At Law & Liberty, Chad Squitieri (responding to John McGinnis): Nondelegation Doctrines. From the introduction:

What comes next for the nondelegation doctrine? In “Nondelegation Without Chaos,” Professor John O. McGinnis offers some characteristically insightful thoughts. In particular, he outlines obstacles standing in the way of a reinvigorated nondelegation doctrine, and offers a proposed means of overcoming them. While I agree with much of his analysis, he overlooks one of the most important obstacles to reinvigorating the nondelegation principle, and I wish to offer an alternative means of reinvigorating the nondelegation principle. I am therefore pleased to accept the editors’ invitation to offer this response.

McGinnis and I agree on a good deal. But I will focus here on three points of (rare) disagreement. The first relates to his identification of the relevant obstacles. The second and third relate to his proposed solution.

And from later on:

Having outlined three points of disagreement, I will conclude by offering an alternative solution that might be of interest to McGinnis and other originalists. To state my proposal in brief terms: the current nondelegation doctrine should be transformed into multiple nondelegation doctrines, with each doctrine corresponding to one of the many different legislative powers vested in Congress.
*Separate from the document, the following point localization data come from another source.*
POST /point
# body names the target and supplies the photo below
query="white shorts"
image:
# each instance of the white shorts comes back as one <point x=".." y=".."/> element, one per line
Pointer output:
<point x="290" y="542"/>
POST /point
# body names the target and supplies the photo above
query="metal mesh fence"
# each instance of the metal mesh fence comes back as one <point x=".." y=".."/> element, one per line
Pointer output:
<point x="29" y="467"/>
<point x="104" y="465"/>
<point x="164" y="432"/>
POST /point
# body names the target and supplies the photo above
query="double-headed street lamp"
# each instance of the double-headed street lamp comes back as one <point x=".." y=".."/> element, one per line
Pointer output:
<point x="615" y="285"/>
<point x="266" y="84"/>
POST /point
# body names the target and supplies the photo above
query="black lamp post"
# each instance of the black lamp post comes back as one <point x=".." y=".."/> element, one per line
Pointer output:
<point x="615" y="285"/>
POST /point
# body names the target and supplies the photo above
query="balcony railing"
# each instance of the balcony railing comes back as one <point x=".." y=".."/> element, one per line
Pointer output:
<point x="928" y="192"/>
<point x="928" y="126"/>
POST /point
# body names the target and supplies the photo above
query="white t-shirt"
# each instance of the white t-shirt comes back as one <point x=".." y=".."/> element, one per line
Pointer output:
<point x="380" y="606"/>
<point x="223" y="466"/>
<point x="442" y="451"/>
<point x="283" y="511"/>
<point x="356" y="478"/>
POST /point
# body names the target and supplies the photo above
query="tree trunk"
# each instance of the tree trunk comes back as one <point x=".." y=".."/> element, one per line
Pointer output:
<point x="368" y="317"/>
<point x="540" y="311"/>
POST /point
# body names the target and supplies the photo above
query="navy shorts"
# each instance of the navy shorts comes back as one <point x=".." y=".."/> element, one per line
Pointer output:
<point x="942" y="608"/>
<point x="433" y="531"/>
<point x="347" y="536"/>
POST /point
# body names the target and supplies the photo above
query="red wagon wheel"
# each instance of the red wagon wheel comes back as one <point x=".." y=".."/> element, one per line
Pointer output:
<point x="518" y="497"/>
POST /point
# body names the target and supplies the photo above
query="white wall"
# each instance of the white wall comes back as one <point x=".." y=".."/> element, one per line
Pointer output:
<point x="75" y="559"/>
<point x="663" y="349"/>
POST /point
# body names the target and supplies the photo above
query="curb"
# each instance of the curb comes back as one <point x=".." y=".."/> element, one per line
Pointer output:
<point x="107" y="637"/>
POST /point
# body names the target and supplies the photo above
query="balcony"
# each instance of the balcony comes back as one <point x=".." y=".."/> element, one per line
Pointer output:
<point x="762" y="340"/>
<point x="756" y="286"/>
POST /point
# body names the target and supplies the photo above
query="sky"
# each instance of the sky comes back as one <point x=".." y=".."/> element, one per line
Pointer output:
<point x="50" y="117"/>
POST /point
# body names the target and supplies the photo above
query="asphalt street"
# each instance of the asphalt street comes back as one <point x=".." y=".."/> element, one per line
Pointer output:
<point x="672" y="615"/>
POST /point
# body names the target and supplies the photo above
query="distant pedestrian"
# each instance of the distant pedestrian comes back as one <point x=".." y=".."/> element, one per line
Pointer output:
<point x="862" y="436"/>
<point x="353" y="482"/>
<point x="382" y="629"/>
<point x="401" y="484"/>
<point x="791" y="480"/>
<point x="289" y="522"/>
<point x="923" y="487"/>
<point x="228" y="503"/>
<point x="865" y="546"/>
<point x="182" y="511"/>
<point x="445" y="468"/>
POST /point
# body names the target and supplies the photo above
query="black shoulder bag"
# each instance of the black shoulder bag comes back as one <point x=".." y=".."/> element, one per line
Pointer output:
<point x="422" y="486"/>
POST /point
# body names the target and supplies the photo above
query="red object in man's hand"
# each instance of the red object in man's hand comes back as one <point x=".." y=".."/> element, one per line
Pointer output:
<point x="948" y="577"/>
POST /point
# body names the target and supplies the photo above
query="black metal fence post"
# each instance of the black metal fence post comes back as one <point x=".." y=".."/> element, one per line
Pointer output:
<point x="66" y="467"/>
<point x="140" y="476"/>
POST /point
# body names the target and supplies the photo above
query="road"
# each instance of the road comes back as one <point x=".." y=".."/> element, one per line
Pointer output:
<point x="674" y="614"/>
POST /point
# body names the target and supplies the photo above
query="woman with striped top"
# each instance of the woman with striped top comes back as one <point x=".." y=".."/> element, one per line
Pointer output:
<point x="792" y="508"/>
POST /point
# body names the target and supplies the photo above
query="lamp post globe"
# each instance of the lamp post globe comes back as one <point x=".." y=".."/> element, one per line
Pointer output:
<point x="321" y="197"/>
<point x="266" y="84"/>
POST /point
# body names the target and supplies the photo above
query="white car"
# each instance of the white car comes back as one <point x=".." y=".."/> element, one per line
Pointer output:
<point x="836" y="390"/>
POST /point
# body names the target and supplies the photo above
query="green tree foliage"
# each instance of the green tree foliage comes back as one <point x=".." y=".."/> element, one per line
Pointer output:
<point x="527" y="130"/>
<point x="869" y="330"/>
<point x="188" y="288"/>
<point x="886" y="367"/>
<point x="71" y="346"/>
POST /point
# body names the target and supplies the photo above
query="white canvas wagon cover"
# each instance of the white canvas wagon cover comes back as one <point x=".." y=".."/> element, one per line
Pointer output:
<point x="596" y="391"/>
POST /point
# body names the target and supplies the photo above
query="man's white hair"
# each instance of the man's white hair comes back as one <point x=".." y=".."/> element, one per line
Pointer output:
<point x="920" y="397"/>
My proposal offers a judicially manageable standard because it would require courts to hue more closely to an originalist understanding of the Constitution’s text. As Professor Robert Natelson has observed, “the Constitution does not delegate to Congress ‘the legislative power.’” Instead, and as was quoted above, Article I vests Congress with “all legislative powers” (plural) “herein granted.” The Constitution then specifically enumerates various “legislative powers” granted to Congress. Crucially, the Constitution uses different words to grant different legislative powers. And because those different words have different original meanings, originalist jurists should be open to the possibility that those different meanings might allow Congress to delegate different powers in different ways.

For example, the historical context surrounding domestic taxation might indicate that Congress could rely heavily on executive officials (e.g., tax collectors) to exercise Congress’s Article I power to “collect taxes,” but rely less heavily on executive officials to make policy decisions concerning how much domestic tax revenue should be raised in the first place. More specifically, and as I have argued elsewhere, the relevant nondelegation tests should run through the text of the Necessary and Proper Clause—at least for those legislative powers vested by the original Constitution. Thus, the text-based nondelegation tests for the legislative powers granted to Congress in the original Constitution would track the language of the Necessary and Proper Clause by asking whether a particular statute constitutes a “necessary and proper” means of carrying a particular legislative power “into execution.”